This is the kind of incident that has one potential victim, but many potential repercussions. That victim in this case is a 54-year-old schoolteacher who, newly arrived in Sudan and naive as so many are about Islam, meets with the primitive nature of Islam.
For we can all recognize and instantly grasp, the teacher’s innocence, just as we could all see the innocence of those Bulgarian nurses held for eight years by the Libyans, raped and tortured and threatened repeatedly with execution. And we know the story, of how she allowed her little seven-year-old charges to vote on the name they wanted to give the little teddy bear, little seven-year-old Muslim children not yet sufficiently brainwashed into every element of Islam, just the way some of the younger children, the American soldiers in Iraq have found, are still….still touchingly sweet, human, recognizable in their behavior, even genuinely friendly and grateful.
But just give those children a little time, a little more socializing into Islam, a few more years learning from their elders, and soon enough they will learn to be otherwise. They will learn to be like their elders are now, shifty, meretricious, hostile to those American soldiers handing them candy, soccer balls, whatever else those American soldiers, Thidwicks on the Tigris, are in the business of handing out.

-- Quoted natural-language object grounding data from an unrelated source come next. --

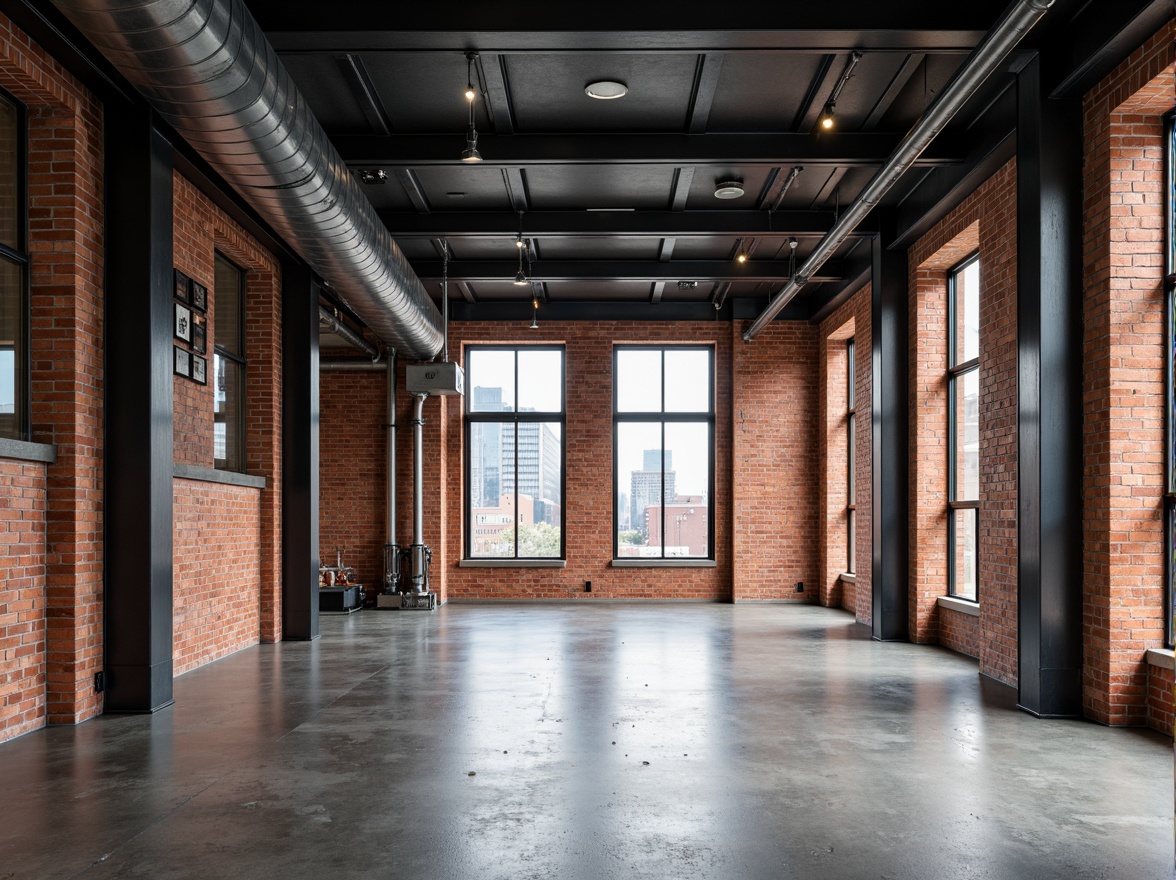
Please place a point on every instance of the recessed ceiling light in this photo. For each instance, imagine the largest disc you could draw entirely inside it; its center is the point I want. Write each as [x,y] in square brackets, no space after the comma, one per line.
[728,188]
[606,90]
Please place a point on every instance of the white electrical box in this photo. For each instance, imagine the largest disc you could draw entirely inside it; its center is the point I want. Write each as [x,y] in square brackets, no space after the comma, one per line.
[436,379]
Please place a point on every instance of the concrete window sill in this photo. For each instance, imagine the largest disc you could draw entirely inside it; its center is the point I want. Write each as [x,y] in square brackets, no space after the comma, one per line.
[961,605]
[513,564]
[1162,658]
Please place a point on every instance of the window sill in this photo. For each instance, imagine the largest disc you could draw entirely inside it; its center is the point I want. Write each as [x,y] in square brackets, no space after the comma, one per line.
[27,451]
[961,605]
[1163,658]
[637,562]
[211,474]
[513,564]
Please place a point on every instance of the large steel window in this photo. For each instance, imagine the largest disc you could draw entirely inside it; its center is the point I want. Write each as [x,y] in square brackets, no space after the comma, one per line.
[663,452]
[514,452]
[963,430]
[14,385]
[228,366]
[850,460]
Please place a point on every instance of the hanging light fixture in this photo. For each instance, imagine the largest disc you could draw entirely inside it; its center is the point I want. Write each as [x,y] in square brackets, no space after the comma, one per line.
[470,154]
[826,119]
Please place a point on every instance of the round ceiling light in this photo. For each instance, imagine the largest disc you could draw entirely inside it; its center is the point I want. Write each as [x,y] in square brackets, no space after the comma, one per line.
[606,90]
[729,188]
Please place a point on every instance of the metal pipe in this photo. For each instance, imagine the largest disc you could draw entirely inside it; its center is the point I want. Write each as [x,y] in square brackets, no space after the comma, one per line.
[208,70]
[988,55]
[328,320]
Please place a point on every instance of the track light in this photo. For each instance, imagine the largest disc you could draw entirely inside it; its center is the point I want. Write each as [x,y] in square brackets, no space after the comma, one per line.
[470,154]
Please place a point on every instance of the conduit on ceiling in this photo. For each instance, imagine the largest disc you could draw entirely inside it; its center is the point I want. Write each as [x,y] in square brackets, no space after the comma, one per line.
[983,61]
[207,68]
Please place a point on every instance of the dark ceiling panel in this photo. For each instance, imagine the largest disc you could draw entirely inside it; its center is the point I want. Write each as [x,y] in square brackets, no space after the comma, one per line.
[760,91]
[321,82]
[600,186]
[548,92]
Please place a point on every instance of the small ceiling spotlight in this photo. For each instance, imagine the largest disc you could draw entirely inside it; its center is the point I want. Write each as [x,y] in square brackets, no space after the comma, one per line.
[826,119]
[729,190]
[606,90]
[470,154]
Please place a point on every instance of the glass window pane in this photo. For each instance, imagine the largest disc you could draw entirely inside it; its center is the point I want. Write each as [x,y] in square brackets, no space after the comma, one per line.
[687,477]
[687,381]
[964,534]
[967,312]
[227,292]
[228,398]
[12,354]
[637,381]
[540,381]
[11,205]
[639,488]
[967,439]
[492,380]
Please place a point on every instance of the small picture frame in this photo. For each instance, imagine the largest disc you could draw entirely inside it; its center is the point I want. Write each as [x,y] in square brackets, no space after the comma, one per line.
[182,322]
[199,340]
[181,286]
[199,370]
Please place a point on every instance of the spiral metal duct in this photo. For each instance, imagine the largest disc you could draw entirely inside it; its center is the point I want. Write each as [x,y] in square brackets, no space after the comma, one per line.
[207,68]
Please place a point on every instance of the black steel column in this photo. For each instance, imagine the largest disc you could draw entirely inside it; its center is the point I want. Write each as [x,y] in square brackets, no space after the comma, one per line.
[1049,404]
[300,453]
[889,426]
[138,388]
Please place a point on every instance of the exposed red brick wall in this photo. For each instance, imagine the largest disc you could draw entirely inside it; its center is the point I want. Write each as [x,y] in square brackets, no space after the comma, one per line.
[65,225]
[776,499]
[200,231]
[1161,684]
[852,319]
[1123,380]
[984,221]
[22,602]
[353,470]
[216,587]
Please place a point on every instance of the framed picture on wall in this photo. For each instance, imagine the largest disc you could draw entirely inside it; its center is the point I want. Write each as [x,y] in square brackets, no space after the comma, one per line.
[199,370]
[199,340]
[182,322]
[181,286]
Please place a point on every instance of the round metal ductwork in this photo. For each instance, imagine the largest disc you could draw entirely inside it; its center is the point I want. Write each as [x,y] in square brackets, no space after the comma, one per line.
[207,68]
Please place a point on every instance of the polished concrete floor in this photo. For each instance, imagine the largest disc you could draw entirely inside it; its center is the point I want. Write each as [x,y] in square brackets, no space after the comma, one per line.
[608,741]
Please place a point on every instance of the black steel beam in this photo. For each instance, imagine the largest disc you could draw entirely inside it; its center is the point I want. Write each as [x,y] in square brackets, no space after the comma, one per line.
[653,224]
[1049,402]
[300,453]
[620,271]
[139,414]
[850,150]
[889,448]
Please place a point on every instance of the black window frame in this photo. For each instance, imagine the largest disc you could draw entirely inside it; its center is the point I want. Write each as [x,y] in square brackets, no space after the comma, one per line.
[239,358]
[850,457]
[955,372]
[662,417]
[21,424]
[515,418]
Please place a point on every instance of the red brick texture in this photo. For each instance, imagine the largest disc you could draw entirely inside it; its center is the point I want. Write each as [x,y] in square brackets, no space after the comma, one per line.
[216,587]
[852,320]
[22,597]
[986,221]
[65,224]
[200,231]
[1123,385]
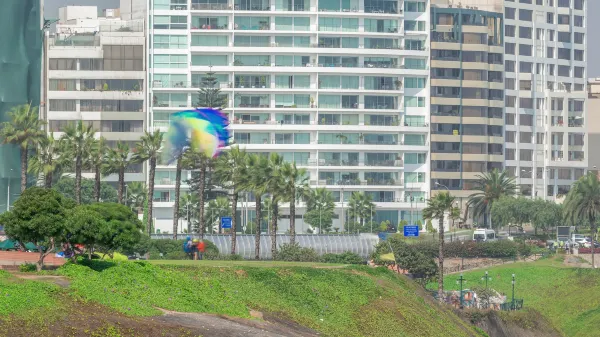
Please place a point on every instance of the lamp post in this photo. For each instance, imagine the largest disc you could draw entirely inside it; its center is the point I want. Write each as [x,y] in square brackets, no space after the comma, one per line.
[512,304]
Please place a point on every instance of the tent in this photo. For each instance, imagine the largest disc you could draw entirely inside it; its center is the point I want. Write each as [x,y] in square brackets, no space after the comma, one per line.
[7,245]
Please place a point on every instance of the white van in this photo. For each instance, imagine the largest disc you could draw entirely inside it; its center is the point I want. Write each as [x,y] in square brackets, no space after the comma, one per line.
[484,235]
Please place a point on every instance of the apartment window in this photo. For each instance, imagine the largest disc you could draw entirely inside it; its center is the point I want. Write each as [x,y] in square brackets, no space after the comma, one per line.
[63,105]
[509,13]
[525,50]
[525,14]
[62,64]
[509,30]
[509,48]
[62,85]
[526,67]
[564,54]
[563,19]
[123,58]
[509,66]
[525,32]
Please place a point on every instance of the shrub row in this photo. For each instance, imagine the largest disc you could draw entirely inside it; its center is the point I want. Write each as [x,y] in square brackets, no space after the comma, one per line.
[294,252]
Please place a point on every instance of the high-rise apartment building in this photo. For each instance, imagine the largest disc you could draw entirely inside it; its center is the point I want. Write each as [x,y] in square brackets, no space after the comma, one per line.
[467,97]
[95,72]
[339,87]
[545,64]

The innocence of this lady was also the innocence of Daniel Pearl, who was ignorant of Islam and Muslims though he had written about Muslims, and had grown up in a family with a mother who recalled, a bit too nostalgically, stories about her life in Baghdad as a Jew. (She left Baghdad as a small child, and no doubt the stories were those of her parents, who remembered only the good, at the very time when, because of the British and the aftermath of the British presence, Jews in Baghdad had temporarily flourished or, later, had at least been left alone — until the “Farhud” of June 1-2, 1941, when hundreds were killed.) Pearl was unschooled in Islam and too trusting. And then there was that young American boy, who grew up in a household with a father, Michael Berg, who was sure everyone in the world was fine, save possibly American right-wing capitalists, and gave his son the same terminally naive worldview. That son, Nicholas Berg, flew up, on his own, mind you, to Iraq to “help” the “people of Iraq” in building up their country. And for his pains, he was decapitated, to shouts of Allahu Akbar, on camera.

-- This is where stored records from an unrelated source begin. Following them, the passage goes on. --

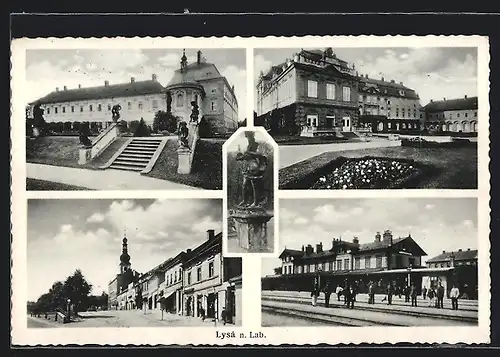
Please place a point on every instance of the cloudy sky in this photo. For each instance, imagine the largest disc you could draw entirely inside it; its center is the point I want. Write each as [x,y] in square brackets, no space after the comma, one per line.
[48,69]
[65,235]
[433,72]
[435,224]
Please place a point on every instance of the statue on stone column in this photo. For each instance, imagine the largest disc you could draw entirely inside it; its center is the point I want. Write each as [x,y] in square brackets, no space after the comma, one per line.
[194,112]
[115,112]
[253,174]
[183,133]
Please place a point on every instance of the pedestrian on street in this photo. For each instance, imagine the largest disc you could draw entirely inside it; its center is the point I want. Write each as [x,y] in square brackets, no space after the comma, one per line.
[413,294]
[454,294]
[440,296]
[338,292]
[328,291]
[316,288]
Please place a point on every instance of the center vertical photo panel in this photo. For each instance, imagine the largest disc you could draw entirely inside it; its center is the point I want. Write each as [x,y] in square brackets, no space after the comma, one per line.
[251,179]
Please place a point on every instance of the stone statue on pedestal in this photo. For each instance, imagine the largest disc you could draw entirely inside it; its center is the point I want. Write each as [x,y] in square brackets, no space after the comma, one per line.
[183,133]
[194,112]
[253,174]
[115,112]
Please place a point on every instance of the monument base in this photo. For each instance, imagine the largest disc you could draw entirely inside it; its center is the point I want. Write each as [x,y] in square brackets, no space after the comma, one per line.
[251,228]
[84,155]
[184,156]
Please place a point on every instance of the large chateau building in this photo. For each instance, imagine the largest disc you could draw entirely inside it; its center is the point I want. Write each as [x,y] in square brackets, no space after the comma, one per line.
[317,93]
[200,82]
[194,281]
[452,115]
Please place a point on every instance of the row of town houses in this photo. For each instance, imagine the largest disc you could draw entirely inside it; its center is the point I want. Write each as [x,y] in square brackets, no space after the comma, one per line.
[195,281]
[316,92]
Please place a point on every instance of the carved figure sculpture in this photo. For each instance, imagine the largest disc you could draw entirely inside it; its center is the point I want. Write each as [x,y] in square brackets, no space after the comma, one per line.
[194,112]
[115,112]
[183,132]
[253,174]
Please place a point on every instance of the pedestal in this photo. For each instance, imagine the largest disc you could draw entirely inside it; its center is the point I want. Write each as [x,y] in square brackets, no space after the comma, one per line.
[251,229]
[184,156]
[84,156]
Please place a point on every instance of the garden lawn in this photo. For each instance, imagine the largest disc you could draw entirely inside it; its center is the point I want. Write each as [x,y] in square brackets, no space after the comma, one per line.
[207,165]
[42,185]
[64,151]
[456,167]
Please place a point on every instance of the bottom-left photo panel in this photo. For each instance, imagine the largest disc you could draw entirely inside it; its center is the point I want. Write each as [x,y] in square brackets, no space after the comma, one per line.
[129,263]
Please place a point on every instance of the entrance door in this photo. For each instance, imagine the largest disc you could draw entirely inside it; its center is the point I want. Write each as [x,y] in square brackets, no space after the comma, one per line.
[346,124]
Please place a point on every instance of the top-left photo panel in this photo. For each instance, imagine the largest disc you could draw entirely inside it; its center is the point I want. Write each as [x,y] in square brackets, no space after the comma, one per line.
[131,119]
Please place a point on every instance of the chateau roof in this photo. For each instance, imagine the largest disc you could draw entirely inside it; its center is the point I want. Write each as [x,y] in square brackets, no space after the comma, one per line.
[459,255]
[102,92]
[452,104]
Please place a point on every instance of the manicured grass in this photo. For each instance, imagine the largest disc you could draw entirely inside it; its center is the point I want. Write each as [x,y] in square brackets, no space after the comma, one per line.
[64,151]
[42,185]
[452,168]
[207,165]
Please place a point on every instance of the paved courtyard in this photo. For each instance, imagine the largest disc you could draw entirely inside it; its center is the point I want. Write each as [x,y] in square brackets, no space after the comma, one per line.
[124,318]
[100,179]
[291,154]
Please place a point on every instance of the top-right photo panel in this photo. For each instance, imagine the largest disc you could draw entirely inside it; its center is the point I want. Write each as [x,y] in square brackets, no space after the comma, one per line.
[371,118]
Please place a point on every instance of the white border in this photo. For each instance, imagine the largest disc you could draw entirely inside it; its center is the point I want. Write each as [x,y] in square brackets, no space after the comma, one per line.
[251,267]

The schoolteacher in Khartoum taught not in a primitive village, but in a school for the children of Western diplomats and of the Sudanese elite — akin to the American School in Kuwait City and other such schools, especially Christian-run schools, all over the Muslim world. The Muslim elite of course is eager to send its children to such schools, recognizing that schools run, say, by Jesuits in Baghdad, or nuns in Pakistan, are likely to provide an education far superior to any offered by a Muslim-run school. That eagerness to have one’s own children attend schools run by Americans or Europeans, often Catholic schools, and then to attend university in the West, does not translate into any recognition that something must be wrong with Islam and societies suffused with Islam — and only the denial of such possibilities will force Muslims to begin to think in those terms, as they should, as we must create the conditions that will force them to do so.

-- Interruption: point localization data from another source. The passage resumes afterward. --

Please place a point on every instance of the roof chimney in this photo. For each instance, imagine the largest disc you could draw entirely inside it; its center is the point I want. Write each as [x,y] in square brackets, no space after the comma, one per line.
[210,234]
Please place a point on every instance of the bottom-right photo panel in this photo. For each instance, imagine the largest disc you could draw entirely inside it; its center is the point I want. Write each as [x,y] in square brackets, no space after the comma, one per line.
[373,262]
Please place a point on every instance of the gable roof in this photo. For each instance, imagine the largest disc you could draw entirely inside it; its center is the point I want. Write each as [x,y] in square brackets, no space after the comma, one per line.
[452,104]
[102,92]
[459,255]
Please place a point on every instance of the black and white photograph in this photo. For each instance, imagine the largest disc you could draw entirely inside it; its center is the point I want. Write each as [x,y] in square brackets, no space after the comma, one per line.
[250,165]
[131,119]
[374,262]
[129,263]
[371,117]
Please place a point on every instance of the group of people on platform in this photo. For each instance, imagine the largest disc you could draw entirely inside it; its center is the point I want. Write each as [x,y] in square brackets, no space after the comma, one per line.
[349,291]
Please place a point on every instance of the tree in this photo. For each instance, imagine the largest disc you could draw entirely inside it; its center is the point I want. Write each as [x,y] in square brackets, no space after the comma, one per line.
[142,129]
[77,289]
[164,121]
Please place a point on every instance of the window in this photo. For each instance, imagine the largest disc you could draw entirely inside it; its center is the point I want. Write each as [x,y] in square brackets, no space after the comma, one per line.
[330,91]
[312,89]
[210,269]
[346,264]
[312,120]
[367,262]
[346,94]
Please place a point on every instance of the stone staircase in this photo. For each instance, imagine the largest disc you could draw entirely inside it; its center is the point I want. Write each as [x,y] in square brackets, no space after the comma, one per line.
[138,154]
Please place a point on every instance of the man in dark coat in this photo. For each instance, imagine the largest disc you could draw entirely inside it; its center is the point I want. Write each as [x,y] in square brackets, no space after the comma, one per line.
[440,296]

The poor lady is no doubt very upset. But the case, from the viewpoint of Infidels, and the close-up look at the behavior of those screaming crowds calling for her death — that is good, that is useful. That is the kind of thing Western television, which does not know how to cover something unseen — the texts and tenets of Islam — will be sure to cover.
Very welcome.
The Teddy Bear Incident.
It’s like “Perdicaris Alive or Raisuli Dead.” There is an individual life at stake — the life of someone with whom all of us can identify, and whom none of us can fault. We might, any one of us, in the West, have asked our seven-year-old charges to “name that bear.” We might, sweetly, have thought — “Muhammad is the name of three-quarters of the kids in the class, so why not let them name the bear Muhammad?”
We might. Once. But not now. Now we hear the screams for death and won’t forget them. We know that the ludicrous government of an absurd place called the Sudan has tried and sentenced this lady. We are no longer in the mood, as we might have been, to take such places seriously. Or at least, to treat them with any respect. Why should we?